Shabu Mwangi began practicing art in 2003. He lives and works in Mukuru slum where he established the Wajukuu Art Project in 2013 with a deep conviction that his work could highlight the lives of the disadvantaged minorities in his community. Deeply concerned by society’s inequality and our lack of empathy for people with different social, political, ethnic and religious beliefs, his work seeks to examine human behaviour and our collective amnesia.

His inspiration is derived from the view that a lot of inequities and frustration deeply affects his society and the actions that is taken especially during highly sensitive political time can give insight to who they are and how they are influenced politically and how they are divided culturally and socially.

In his work, Shabu strives to examine the human behavior and interaction with each-other and what really drives us to a point of losing the sense of oneness and reaching a point where more focus is always on our ego. He constantly reflects on the quest as human being: the acceptance of our condition and at the same time the view that we are forgetful, a kind of collective amnesia, that why I say wealth will never describe a rich man or poverty a poor man in the eyes of a deeper observer.

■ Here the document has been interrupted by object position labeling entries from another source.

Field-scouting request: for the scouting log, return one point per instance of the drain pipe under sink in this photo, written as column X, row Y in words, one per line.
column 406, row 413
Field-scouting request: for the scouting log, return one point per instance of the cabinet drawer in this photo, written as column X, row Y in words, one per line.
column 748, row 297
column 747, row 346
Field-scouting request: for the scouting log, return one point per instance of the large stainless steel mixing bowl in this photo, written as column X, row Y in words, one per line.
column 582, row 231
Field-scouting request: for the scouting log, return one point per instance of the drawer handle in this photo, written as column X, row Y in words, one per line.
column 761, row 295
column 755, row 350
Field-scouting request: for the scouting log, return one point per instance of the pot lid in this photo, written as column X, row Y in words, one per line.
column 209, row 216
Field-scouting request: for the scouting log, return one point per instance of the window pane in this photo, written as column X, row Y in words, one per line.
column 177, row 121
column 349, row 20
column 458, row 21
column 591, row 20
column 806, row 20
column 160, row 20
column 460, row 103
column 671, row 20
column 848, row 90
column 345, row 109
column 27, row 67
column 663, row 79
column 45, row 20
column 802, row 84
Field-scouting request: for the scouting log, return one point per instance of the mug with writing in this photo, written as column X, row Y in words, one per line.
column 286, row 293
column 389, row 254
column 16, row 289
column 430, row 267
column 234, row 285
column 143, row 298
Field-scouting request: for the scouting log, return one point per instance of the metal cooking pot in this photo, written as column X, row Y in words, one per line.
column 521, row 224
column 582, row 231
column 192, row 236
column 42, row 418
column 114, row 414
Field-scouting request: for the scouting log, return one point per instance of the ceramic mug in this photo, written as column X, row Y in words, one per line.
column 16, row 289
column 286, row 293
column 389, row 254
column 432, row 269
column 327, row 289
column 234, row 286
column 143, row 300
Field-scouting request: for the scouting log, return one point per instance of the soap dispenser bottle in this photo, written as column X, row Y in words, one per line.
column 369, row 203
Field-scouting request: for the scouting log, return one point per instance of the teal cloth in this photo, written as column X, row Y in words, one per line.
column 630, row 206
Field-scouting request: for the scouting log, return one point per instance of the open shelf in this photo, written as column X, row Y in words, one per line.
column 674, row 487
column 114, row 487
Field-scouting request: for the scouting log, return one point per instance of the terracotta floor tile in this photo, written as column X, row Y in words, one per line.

He has worked with art2be and Hope Worldwide and exhibitions include Pop-Up Africa, 2014, GAFRA, London; Out of the Slum, 2012 Essen, Germany and various group and solo exhibitions in Nairobi, Kenya.

Ephrem Solomon (born 1983, Ethiopia)

Ephrem Solomon observes his environment and presents socio-political works using woodcut and mixed media. Informing his work are views of Addis Ababa and the people that inhabit the spaces around him, as does a fictional world that exists beyond the present – a reality that is free from the limitations of anecdotal recordings of experience. Using black and white to symbolize this juncture in reality, Solomon presents his observations though symbolism and use of archival material, which provide personal and political narratives beyond his locale. Many of his works remain untitled, allowing viewers to identify themselves and those around them. This new series, ’Silence’, examines ideas of mortality and borders, freedom of expression and standing up for social injustice.

Solomon has exhibited internationally, with shows in Ethiopia, Kenya, Dubai and Croatia, Australia and the UK. Recent exhibitions include the NGV Triennial, National Gallery of Victoria, Melbourne, Australia (2017-18), A Painting Today, Stevenson, Cape Town (2017), What about Africa?, Witteveen Visual Art Centre, Amsterdam (2016). His works are held in private collections in Dubai, South Africa, Kenya, Tanzania and the UK, including the Saatchi Collection.

Gor Soudan (born 1983, Kenya)

Gor Soudan is a conceptual artist living and working in Kisumu and Nairobi. Often subtly engaged with contemporary political and social issues and embedded in urban culture, Gor’s artistic practice is an organic process through which everyday material is transformed into powerful work.  He has worked with pages of the Kenyan constitution, carton, plastic, shopping bags and ‘protest wire’ – a tangled black mass of wire he salvaged from car tyres burnt during civil unrests in Nairobi brought about by political tension.

His practice and the works he produces provide acute, often satirical observations and comment on the rapid socio-political transformation Africa, and Kenya in particular, is undergoing. His latest project, Bubbles & Shells applies linear installation using protest wire, natural materials and drawings to explore an ontological history of enclosed spaces, utopian and practical pods and domes, real and fantastical atmospheres or ecosystems observed during his travels to Japan and West Africa.